The default for the limits, xa and xb, are too small in your example. The following works for me with scipy 0.9.0, xa, xb can be set when creating the function instance
def getDistribution(data):
kernel = stats.gaussian_kde(data)
class rv(stats.rv_continuous):
def _cdf(self, x):
return kernel.integrate_box_1d(-numpy.Inf, x)
return rv(name='kdedist', xa=-200, xb=200)
There is currently a pull request for scipy to improve this, so in the next release xa and xb will be expanded automatically to avoid the f(a) and f(b) must have different signs exception.
There is not much documentation on this, the easiest is to follow some examples (and ask on the mailing list).
edit: addition
pdf: Since you have the density function also given by gaussian_kde, I would add the _pdf method, which will make some calculations more efficient.
edit2: addition
rvs: If you are interested in generating random numbers, then gaussian_kde has a resample method. Random Samples can be generated by sampling from the data and adding gaussian noise. So, this will be faster than the generic rvs using the ppf method. I would write a ._rvs method that just calls gaussian_kde's resample method.
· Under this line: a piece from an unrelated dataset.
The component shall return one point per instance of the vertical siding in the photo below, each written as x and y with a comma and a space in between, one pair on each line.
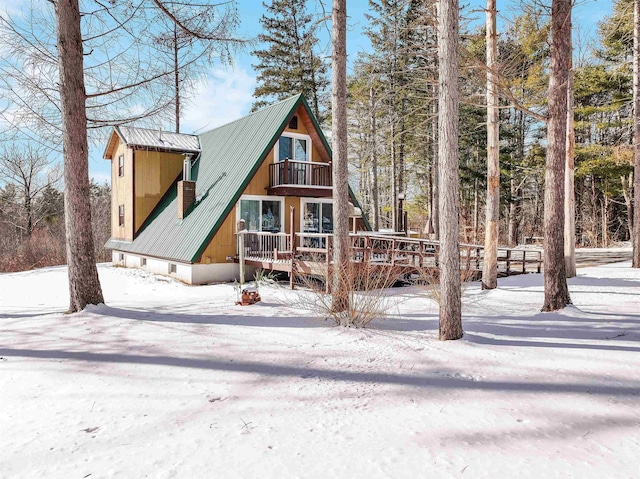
154, 173
223, 244
122, 194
precomputing ppf: I don't know of any general way to precompute the ppf. However, the way I thought of doing it (but never tried so far) is to precompute the ppf at many points and then use linear interpolation to approximate the ppf function.
edit3: about _rvs to answer Srivatsan's question in the comment
_rvs is the distribution specific method that is called by the public method rvs. rvs is a generic method that does some argument checking, adds location and scale, and sets the attribute self._size which is the size of the requested array of random variables, and then calls the distribution specific method ._rvs or it's generic counterpart. The extra arguments in ._rvs are shape parameters, but since there are none in this case, *x and **y are redundant and unused.
I don't know how well the size or shape of the .rvs method works in the multivariate case. These distributions are designed for univariate distributions, and might not fully work for the multivariate case, or might need some reshapes.